Worst case, I'd say that you could be seen by the responding officers, the investigating officers and the district attorney as a bad guy in this situation, that the fact damage occurred and people got hurt was made certain by the fact you came out blasting. Particularly if things go very wrong after you pull your sidearm, this threat is a very real consideration. Depends on their biases, prejudices and attitudes with respect to a citizen to "takes the law into his hands" and jumps into a situation such as that, particularly if folks get hurt other than the criminal.
Read and understand your state's statutes regarding the use of force, the use of deadly force, as well as the case law in situations where citizens responded in an attempt to stop crimes.
Of course, there are a host of pros/cons to intervening. To what degree one or more of those factors will be a concern will depend on the person and the circumstances.
For myself: It depends on the severity of the threat/risks; the likelihood of my stopping it; and the likelihood of being seen as the good guy in this scenario. The impact on my family matters much, to me. Many situations are crystal clear, while some are far from it. Each situation is different. Generally speaking, the laws will support honorable, upstanding actions to assist others, stop crime and so on. But the risks of failure or being taken to task for such actions are very real. An attempt is fine ... but at what point does it become less enticing if it costs everything you've got, impacts your family badly, doesn't even succeed, etc. Much to think about.
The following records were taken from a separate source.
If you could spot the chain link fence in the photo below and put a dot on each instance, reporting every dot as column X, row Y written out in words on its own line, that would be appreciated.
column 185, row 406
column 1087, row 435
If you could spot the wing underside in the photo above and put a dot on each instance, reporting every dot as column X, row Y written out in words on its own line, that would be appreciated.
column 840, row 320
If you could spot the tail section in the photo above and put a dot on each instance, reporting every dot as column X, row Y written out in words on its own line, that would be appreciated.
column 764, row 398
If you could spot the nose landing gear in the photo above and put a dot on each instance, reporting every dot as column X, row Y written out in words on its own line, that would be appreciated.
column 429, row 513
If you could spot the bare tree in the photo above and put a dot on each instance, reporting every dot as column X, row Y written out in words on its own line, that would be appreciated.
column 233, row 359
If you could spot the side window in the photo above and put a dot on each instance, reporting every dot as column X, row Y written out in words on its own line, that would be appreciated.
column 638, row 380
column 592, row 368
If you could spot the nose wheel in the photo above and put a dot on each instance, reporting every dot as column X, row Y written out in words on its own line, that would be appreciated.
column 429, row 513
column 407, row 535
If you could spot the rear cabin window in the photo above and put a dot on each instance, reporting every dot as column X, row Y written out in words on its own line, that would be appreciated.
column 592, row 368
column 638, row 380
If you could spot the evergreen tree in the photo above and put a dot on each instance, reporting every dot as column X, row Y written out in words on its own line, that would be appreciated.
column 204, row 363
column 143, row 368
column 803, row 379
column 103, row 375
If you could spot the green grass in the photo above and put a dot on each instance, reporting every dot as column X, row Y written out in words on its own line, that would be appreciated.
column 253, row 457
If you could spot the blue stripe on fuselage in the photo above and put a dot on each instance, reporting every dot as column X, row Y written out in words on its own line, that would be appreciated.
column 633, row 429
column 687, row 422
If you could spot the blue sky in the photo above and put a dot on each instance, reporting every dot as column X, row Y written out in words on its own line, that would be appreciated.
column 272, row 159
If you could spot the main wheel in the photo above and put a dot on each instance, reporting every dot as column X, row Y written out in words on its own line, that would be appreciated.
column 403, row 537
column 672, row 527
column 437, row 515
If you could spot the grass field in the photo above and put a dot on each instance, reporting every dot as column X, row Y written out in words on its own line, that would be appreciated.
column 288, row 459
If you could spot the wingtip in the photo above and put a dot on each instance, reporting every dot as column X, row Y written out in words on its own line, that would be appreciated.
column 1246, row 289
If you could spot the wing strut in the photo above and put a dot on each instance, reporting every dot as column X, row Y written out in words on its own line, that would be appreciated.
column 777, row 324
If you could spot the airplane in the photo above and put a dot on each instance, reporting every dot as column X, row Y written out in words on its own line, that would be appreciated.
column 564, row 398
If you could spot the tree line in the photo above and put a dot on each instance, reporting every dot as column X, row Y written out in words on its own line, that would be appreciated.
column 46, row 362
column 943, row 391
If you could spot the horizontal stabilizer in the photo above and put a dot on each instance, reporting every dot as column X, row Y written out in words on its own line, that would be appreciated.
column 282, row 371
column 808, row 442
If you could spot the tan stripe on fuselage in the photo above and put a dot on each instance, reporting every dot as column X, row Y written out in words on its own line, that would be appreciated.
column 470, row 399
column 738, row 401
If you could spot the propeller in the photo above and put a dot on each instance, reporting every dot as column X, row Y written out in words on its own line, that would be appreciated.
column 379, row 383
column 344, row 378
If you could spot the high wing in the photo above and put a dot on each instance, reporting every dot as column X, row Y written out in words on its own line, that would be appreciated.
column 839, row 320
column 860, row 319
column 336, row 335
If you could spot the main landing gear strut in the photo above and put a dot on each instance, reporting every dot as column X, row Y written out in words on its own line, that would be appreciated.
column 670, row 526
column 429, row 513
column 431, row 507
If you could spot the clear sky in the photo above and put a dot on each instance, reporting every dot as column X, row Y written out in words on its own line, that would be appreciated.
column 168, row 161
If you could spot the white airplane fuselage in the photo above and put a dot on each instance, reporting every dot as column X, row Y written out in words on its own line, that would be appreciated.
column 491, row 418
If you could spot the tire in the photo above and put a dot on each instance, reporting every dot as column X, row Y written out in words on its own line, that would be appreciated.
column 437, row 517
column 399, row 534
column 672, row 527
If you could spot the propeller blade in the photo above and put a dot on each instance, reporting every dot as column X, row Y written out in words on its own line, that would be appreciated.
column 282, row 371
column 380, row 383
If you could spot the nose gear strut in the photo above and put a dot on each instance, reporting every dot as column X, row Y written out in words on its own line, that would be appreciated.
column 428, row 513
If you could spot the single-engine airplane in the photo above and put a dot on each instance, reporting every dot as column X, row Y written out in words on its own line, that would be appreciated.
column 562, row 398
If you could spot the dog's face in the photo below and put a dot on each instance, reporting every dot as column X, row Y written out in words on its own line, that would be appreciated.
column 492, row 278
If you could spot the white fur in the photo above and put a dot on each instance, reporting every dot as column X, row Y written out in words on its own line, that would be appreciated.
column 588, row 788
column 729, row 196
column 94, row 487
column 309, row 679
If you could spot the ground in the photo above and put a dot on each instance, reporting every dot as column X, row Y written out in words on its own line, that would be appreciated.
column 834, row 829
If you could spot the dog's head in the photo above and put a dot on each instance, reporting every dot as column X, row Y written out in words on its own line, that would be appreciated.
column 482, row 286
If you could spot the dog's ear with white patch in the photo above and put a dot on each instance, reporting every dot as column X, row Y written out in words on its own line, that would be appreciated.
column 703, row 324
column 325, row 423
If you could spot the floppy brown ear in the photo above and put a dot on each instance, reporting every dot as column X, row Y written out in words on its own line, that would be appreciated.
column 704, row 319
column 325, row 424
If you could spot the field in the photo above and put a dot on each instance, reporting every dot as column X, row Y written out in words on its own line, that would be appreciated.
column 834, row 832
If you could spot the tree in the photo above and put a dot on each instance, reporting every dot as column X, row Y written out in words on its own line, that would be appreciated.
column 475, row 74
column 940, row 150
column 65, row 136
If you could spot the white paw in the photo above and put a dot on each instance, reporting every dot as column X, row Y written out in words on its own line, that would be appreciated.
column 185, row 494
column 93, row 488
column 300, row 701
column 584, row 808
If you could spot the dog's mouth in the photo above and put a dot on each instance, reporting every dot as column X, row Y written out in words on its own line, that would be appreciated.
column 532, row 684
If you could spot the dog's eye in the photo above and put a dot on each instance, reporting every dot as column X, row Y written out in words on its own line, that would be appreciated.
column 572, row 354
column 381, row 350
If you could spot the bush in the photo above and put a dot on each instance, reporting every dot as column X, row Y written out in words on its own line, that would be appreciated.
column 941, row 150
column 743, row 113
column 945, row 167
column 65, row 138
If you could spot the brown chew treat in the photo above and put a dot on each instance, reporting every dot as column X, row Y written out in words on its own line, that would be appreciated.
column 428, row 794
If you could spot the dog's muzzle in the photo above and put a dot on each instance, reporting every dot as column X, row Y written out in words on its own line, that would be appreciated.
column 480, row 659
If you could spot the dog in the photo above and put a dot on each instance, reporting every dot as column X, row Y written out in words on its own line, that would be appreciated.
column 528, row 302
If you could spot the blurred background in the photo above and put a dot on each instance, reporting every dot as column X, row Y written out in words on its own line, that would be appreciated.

Leaving aside the legal issues (which are considerable and important to understand), unless you're armed with a 12 ga shotgun loaded with full-bore 00 Buck, you most likely won't have a guarantee of "dropping" the perp with a shot. There's a very real chance that you could wind up creating a situation where a very angry and violent armed criminal now has a gunshot wound or two before he opens fire on you and maybe the clerk, too.
So I'd keep in mind the basic principle that the introduction of gunshots into a situation rarely makes that situation a better one. It's the ultimate last resort. If a robbery is in progress and no shots have been fired, the best outcome is one where no shots are fired. As long as there's a reasonable chance the robber will take the money and go, I'd hang back and see if that's what happens.
The goal, from my perspective, is to live a long life in which I never will have never had to use any of my weapons to injure or kill anyone. If some bad situation happens that prevents me from reaching that goal, it will be extremely unfortunate. So I'm always leery of any topic of discussion that has a whiff of "is it OK to shoot now? can I use the gun now? am I 'good to go' now?" etc.
Even a 12 Guage is not a guarantee of a stop.
The number of rounds, or the caliber is of less consideration than placement. That's why accuracy is important.